2 cups 1% milk, divided
1 1/2 tsp. instant espresso powder
1/2 cup sugar-stevia blend
1 1/2 oz. semisweet chocolate, finely chopped, or chocolate chips
3 1/2 Tbsp. cornstarch
Fat-free frozen whipped topping (optional)
Fresh raspberries (optional)


  1. Add 1 3/4 cups of the milk to a 2-quart saucepan and heat over medium heat. Stir continuously until bubbles form around the edges of the pan.
  2. Remove the milk from the heat just before the milk begins to boil. Stir in the espresso powder, sugar-stevia blend, and chocolate. Let the mixture sit for 1 minute. Stir the mixture until the chocolate melts.
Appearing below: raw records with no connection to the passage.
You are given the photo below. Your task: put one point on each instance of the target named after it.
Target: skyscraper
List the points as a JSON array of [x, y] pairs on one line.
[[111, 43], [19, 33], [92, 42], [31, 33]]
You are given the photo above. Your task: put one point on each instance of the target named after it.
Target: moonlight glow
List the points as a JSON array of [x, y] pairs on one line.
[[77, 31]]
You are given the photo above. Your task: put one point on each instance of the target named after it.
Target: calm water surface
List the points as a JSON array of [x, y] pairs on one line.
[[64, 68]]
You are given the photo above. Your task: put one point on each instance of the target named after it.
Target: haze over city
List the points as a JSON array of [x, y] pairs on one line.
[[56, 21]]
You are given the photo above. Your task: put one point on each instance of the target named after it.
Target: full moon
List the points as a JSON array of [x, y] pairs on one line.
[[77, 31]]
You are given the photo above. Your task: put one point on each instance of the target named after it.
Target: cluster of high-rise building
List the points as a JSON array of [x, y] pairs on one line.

  3. In a small bowl, whisk together the remaining milk and cornstarch, stirring until smooth. Return the chocolate mixture in the saucepan to medium heat. Gradually whisk the cornstarch into the chocolate mixture. Continue to whisk over the heat until the pudding is thickened, about 5 minutes.
  4. Transfer the pudding to a serving bowl or individual bowls. Cover with plastic wrap and refrigerate for 1 hour before serving. Top with whipped topping and raspberries, if desired.